Don't tell any of my fellow plaintiff attorneys, but over the years I have thought that some caps on damages would be a good idea. Insurance companies and businesses have to plan for risk. It is hard to plan when you could get hit for a very large verdict. So, I thought, perhaps we could just put an top cap on a verdict for example at $5 million dollars. That would give some outside risk parameters for defendants.
The reason for this cap is not what insurance companies claim. First, doctors are not leaving this state. I literally laugh when I read that. In NC, the number of doctors has increased every year far more than the general population increased. Just Google it, there is no doubt that it is true, we have more doctors than ever.

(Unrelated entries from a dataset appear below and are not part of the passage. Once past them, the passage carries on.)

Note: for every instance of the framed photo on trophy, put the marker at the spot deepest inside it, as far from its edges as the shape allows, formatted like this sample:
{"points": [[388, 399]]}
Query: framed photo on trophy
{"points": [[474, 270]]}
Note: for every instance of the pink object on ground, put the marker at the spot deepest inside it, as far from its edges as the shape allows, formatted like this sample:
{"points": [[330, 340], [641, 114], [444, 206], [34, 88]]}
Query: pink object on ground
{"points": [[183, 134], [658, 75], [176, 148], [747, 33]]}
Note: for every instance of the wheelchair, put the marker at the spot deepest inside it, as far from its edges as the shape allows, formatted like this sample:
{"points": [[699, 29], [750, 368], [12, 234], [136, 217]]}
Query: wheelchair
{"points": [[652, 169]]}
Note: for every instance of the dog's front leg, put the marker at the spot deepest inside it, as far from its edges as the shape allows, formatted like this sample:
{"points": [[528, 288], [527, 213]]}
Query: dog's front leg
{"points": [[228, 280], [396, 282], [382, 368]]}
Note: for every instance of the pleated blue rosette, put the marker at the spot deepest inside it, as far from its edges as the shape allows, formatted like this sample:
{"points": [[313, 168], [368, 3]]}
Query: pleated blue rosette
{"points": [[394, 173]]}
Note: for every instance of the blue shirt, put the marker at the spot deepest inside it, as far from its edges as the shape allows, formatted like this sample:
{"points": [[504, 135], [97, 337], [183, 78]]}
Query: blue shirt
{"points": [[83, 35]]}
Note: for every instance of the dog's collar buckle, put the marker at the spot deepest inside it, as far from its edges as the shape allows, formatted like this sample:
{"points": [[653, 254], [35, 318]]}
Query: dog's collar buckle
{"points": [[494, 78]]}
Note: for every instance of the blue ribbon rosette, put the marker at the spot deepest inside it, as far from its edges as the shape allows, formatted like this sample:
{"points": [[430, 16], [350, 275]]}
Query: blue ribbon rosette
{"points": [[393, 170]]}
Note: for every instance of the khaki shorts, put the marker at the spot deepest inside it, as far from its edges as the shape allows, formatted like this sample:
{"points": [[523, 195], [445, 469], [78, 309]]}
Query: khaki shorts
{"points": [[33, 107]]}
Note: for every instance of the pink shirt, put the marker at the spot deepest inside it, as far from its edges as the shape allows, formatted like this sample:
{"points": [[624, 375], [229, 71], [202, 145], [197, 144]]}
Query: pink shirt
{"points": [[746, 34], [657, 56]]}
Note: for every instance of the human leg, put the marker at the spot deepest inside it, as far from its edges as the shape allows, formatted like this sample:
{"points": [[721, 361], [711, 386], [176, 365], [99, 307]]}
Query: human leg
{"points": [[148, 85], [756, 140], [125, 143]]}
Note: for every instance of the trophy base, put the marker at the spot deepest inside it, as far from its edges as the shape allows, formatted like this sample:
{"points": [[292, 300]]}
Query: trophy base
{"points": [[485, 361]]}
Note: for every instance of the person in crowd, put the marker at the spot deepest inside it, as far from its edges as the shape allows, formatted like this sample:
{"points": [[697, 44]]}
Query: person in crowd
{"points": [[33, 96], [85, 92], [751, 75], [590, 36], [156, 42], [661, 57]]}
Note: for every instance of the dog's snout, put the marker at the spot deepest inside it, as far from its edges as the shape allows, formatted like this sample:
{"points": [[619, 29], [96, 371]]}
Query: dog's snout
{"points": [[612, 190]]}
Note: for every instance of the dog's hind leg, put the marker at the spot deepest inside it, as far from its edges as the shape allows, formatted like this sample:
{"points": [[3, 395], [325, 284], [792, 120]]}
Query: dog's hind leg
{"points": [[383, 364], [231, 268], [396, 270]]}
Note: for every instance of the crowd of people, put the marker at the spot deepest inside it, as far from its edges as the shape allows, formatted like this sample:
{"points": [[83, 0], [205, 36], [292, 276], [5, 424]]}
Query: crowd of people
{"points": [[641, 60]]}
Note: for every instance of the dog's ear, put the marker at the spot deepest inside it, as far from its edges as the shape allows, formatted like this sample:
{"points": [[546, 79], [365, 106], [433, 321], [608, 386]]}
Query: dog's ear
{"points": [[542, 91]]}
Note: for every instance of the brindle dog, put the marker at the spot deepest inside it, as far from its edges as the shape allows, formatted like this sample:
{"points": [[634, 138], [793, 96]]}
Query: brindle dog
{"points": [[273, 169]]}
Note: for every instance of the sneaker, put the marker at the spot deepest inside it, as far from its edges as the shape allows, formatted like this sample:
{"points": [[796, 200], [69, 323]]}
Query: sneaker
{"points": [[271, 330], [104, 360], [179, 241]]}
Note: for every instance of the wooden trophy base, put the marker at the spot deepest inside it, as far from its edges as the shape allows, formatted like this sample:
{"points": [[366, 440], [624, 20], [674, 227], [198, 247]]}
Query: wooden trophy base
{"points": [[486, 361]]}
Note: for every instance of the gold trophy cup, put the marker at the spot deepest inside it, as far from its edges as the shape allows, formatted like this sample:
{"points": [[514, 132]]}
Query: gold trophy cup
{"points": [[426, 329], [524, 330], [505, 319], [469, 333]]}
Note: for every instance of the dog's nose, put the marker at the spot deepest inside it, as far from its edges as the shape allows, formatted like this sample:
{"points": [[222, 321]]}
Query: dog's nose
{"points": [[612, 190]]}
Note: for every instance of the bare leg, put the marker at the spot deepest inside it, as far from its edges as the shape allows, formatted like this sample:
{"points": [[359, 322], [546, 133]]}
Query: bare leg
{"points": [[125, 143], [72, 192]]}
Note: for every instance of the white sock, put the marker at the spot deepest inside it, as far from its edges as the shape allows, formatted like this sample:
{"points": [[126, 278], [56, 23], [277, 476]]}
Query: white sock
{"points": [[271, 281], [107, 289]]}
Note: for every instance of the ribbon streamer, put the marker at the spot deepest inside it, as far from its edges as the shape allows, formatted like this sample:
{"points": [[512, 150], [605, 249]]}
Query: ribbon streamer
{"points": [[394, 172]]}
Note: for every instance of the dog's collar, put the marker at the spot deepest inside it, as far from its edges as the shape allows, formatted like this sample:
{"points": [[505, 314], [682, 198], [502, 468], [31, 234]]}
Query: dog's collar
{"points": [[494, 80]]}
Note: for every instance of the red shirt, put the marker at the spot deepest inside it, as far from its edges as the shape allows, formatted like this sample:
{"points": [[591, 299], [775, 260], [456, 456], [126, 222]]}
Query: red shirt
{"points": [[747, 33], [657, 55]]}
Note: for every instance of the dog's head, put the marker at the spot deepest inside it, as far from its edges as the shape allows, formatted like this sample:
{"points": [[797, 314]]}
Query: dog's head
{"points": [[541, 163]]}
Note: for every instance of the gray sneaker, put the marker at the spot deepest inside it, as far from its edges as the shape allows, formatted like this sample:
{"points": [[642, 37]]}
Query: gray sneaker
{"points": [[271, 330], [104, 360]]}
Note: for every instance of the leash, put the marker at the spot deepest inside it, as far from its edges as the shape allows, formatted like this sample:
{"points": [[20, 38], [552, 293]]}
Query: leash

Second, insurance premiums are not going up because of "lawsuit abuse" in NC. In NC, we have one of the lowest insurance premium rate increases for doctors in the nation. At the same time, there have been fewer lawsuits almost every year. NC has a law called 9(j) that requires all lawsuits to be reviewed by a doctor to make sure it is valid before it is filed. Doctors don't sign off on just anything. Also, the verdicts are not millions of dollars, in NC it is around $300,000 verdict size. Having said this, don't be fooled into thinking lawsuits really effect premiums. Insurance companies invest in the stock market with premiums. When they lose money, they pass it on to us. Just look at Texas, which has had "Tort Reform" passed and put caps on damages- their premiums have actually gone up faster than in NC. I want to laugh at that too, but that part just makes me angry. Insurance companies blame lawsuits so they can make more money by raising premiums.
The reason that I started thinking about all of this, is that the NC legislature is considering passing a cap of $250,000 on non-economic damages. This was so low that it caused an uproar in the legal community. We all started researching the issues discussed above, and looked closer at the actual problem of medical mistakes. Almost every doctor that I have ever met or deposed is trying to do the right thing. They care about their work. They care about their patients. However, there are a few that are just plain awful. These few cause terrible harm to many people.
The New England Journal of Medicine actually studied medical mistakes in NC in an in depth article. Here is just one quote from that article: "About 18 percent of patients were harmed by medical care, some more than once, and 63.1 percent of the injuries were judged to be preventable." That is a huge number, 1 out of 5 patients. Most of this is hidden from the public. Whenever there is a settlement, the insurance companies make everyone sign iron tight confidentiality agreements. The make lawyers sign it. However, the New England Journal of Medicine is probably the most respected medical publication in the United States. It is a doctors' publication. Their findings are shocking.
After considering all of the above, I am not as open to caps on damages anymore. While I do want to contain risk for insurance companies and doctors, I had no idea that the risk was so big to all of us. One doctor who's wife was terribly injured by medical negligence wrote this, "They didn't put a cap on the suffering that my wife had to endure and will endure for the rest of her life. Why should they get a cap on their responsibility for it?" Good question. Ultimately, our jury system has worked for hundreds of years, and our nation was founded on this system. I would rather trust a jury of my neighbors than I would the government or insurance companies to value my case. I am no longer willing to consider losing my constitutional right to a jury trial to help insurance companies.